In one embodiment, the identification model may be a SSD (Single Shot MultiBox Detector) identification network, such as a mobilet-v 2 based SSD identification network. In addition to SSD identification networks, other identification networks, such as a YOLO network, may be used.

The process of training the recognition model can refer to the process shown in the network model training method. The marked target objects in the images in the training sample set are consistent with the target objects to be identified, or the marked target objects in the images in the training sample set are the same type of target objects.

Step S203: and taking the rectangular area where the target object is located as an identification point, and finding out a target rectangular area corresponding to the rectangular area in the second image.

Based on a binocular three-dimensional reconstruction algorithm, taking a rectangular area where the target object is located as an identification point, and finding a target rectangular area corresponding to the rectangular area in the second image.
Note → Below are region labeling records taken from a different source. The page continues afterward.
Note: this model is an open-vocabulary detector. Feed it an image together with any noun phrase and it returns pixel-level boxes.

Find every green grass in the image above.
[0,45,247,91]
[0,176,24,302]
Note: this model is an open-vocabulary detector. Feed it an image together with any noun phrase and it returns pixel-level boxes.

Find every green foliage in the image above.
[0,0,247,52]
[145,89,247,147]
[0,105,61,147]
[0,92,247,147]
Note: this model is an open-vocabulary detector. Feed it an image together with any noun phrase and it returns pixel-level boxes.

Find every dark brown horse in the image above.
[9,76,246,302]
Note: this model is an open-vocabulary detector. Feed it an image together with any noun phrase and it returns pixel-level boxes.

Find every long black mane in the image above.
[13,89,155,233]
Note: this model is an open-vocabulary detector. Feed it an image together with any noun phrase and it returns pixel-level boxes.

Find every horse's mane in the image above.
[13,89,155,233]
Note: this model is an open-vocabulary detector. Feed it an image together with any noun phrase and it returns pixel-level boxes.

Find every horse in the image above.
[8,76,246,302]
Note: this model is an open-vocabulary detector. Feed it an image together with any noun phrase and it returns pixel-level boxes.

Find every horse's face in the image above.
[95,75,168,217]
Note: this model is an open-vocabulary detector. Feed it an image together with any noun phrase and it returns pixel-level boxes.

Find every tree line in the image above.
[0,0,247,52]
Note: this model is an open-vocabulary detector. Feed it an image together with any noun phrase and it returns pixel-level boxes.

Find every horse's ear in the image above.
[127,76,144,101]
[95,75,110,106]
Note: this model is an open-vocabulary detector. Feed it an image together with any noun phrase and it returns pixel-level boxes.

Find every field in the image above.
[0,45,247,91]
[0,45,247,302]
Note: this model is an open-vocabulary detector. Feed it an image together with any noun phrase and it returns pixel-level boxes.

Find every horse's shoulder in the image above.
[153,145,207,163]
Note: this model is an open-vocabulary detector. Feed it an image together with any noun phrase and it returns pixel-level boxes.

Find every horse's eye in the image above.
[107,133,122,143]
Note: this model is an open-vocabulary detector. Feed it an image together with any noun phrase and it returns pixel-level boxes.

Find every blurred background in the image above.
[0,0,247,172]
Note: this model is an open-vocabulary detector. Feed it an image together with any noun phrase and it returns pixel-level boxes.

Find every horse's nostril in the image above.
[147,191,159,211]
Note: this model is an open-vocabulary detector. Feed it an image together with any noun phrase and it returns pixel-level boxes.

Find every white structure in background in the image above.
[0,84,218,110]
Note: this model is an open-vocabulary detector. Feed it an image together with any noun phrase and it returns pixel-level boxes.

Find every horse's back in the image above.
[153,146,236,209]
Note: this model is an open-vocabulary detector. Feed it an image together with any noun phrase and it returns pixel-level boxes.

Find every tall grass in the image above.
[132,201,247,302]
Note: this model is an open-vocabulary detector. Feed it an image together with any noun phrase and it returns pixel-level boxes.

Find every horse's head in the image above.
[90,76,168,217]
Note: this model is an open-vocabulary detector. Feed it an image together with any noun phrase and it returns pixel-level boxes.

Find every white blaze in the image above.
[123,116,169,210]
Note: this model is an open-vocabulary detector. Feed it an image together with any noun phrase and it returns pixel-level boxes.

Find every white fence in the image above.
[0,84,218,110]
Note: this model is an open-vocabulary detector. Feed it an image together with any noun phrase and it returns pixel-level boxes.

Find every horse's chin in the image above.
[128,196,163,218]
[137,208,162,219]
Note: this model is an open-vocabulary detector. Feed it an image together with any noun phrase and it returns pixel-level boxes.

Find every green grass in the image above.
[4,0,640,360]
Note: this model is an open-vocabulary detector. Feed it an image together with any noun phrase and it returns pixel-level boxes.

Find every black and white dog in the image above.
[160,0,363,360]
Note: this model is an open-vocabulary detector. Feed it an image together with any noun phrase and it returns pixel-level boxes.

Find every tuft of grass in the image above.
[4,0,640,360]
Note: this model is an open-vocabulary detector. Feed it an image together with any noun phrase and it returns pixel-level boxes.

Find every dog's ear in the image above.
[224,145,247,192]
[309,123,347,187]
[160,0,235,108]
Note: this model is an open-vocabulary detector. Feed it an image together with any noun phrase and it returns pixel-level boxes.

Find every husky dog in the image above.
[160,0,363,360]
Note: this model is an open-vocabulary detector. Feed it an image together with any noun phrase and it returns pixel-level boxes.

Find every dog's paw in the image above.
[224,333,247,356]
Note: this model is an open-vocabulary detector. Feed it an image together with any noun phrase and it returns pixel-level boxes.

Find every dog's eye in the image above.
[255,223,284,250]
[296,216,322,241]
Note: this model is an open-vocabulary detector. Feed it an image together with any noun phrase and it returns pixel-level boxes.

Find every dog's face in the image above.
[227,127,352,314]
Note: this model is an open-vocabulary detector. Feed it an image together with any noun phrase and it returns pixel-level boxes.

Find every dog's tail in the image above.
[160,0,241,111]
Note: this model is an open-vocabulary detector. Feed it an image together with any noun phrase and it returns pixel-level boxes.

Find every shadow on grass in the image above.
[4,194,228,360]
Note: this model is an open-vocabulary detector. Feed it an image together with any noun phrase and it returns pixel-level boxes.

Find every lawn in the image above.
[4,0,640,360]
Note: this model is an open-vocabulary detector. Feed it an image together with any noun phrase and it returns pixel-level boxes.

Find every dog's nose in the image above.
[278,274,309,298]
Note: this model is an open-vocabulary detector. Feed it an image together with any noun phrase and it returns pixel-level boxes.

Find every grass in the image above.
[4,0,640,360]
The rectangular area where the target object is located is used as the identification point, and the point cloud data in the whole first image is not used as the identification point, so that the number of the point clouds in three-dimensional reconstruction is reduced.

The binocular three-dimensional reconstruction algorithm generally adopts pixel point matching based on a parallax method, and the target recognition adopted in the application is assumed to be based on left target recognition, so that when the parallax method is used, a rectangular area where a target object is located is used as a left target recognition point, and a target rectangular area corresponding to the rectangular area is searched in a right target second image.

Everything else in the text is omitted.